While it’s natural and important to be wise about the quality of our children’s care and surroundings, we also have a right to challenge oppressive fear that would try to rob us of the joys of watching our children become increasingly independent. Not every moment of parenting will be filled with bliss. But we don’t have to feel trapped by fear.
When faced with my own feelings of fear and helplessness as a parent – like on that first day of preschool – I have often found a meaningful, encouraging example in Hagar, a biblical woman who learned this lesson in a powerful way.
The book of Genesis recounts that Hagar, one of Abraham’s wives, gave birth to Ishmael. But after Ishmael mocked the son of Abraham’s first wife, both Hagar and Ishmael were sent away. They then found themselves alone in the wilderness with no water. Unable to bear the possibility of her child’s seemingly certain death, Hagar placed Ishmael under a shrub and began to weep.
In that moment of utter helplessness and despair, though, the Bible tells us that “God heard the voice of the lad” (Genesis 21:17, emphasis added), comforted Hagar, and met the needs of both. Not only were Hagar and Ishmael sustained in the wilderness, but they both went on to experience fruitful and abundant lives.
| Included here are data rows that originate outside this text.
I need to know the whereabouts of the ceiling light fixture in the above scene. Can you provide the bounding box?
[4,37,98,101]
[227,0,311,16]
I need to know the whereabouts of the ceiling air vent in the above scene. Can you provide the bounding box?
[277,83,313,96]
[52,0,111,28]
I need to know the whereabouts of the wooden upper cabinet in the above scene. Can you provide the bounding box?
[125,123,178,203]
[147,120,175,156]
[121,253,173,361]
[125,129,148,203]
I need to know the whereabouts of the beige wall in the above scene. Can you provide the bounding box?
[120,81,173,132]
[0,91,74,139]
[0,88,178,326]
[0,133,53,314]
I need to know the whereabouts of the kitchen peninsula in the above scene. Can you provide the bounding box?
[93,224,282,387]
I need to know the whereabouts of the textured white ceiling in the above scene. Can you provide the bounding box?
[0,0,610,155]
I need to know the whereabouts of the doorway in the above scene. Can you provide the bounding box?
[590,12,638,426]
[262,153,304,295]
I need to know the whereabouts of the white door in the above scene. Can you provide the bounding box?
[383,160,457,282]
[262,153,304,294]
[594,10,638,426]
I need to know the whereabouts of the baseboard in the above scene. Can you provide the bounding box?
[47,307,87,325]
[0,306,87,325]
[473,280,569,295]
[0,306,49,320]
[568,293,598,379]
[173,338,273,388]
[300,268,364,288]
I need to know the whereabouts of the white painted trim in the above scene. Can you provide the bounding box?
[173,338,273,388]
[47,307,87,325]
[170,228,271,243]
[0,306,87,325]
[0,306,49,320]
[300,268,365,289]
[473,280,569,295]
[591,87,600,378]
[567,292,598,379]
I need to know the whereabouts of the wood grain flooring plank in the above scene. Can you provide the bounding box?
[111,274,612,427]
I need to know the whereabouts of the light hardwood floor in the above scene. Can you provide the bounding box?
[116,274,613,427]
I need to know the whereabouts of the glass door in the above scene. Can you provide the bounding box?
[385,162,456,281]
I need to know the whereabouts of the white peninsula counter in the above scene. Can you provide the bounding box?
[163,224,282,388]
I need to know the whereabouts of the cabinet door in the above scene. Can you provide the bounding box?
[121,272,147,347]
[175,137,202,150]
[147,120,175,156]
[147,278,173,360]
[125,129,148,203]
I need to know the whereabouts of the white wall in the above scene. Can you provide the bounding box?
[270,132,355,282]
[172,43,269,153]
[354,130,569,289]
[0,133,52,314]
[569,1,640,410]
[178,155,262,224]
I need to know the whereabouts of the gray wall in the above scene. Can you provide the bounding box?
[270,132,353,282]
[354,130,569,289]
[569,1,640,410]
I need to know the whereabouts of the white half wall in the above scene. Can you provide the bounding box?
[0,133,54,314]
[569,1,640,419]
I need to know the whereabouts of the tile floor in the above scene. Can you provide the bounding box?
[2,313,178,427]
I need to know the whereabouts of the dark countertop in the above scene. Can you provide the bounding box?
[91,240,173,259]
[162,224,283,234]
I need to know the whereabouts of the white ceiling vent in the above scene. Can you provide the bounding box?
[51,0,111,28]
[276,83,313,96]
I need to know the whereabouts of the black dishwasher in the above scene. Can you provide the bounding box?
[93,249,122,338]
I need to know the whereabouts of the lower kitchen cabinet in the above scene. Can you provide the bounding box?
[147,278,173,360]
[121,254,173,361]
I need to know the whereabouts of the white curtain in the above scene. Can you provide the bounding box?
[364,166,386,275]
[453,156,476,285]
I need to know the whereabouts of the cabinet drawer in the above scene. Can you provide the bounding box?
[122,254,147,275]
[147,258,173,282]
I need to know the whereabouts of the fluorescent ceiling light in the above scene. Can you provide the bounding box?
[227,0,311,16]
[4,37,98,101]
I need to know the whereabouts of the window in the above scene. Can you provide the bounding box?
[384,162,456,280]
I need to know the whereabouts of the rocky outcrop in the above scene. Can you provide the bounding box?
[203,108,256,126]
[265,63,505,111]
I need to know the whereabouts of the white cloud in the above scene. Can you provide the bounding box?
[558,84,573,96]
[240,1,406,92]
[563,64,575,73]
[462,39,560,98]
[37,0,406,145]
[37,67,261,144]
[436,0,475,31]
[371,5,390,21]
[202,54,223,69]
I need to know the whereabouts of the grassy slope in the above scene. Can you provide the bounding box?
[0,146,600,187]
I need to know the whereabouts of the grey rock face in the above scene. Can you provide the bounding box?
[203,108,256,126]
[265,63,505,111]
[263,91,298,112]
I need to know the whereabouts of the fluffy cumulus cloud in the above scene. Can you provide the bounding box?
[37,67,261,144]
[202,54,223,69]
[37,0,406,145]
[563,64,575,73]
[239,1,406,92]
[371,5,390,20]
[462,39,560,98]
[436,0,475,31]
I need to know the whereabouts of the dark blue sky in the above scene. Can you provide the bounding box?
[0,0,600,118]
It may seem like a stretch to liken Hagar’s situation, stranded in the wilderness with no water, to the fears of sending one’s child to school and gradually relinquishing moment-by-moment care. And yet, it seems to me that there’s a relevant lesson here. Perhaps in placing her child under a shrub and stepping away, Hagar was facing the realization that she would not always be able to meet her child’s every need in every moment, albeit in a most horrifying circumstance.
In that moment of learning her own limits as a parent, though, there is a promise for each one of us: No matter how alone we feel, no matter how helpless the situation seems, God, divine Love, speaks not only to us but to our children as well.
In “Science and Health with Key to the Scriptures,” Mary Baker Eddy, the founder of this newspaper and the discoverer of Christian Science, wrote, “Father-Mother is the name for Deity, which indicates His tender relationship to His spiritual creation” (p. 332). Our children may not always be in our care physically, but as the spiritual offspring of the Divine, they are never beyond the reach of their Father-Mother God’s loving care.
We can expect their “wilderness prayers” – their sincere, innocent desire to feel comforted, loved, and at peace in challenging situations – as well as ours, to be turned into fruitful and abundant possibilities. We can trust that all of us can feel and experience God’s tender care in tangible ways.
We will face challenging moments as we help our children learn to navigate the world with increasing independence – just as I did that first morning of preschool drop-off. But in those moments where we start to feel afraid and helpless, we can let our first step be to remember the experience of Hagar and Ishmael in the wilderness. Our Father-Mother God is hearing our prayers, and quieting our fears with the promise that She is hearing and responding to our children’s needs. We can humbly listen for divine guidance on how to proceed with wisdom and joy. It’s as true today as it was thousands of years ago, and we can live that promise every day.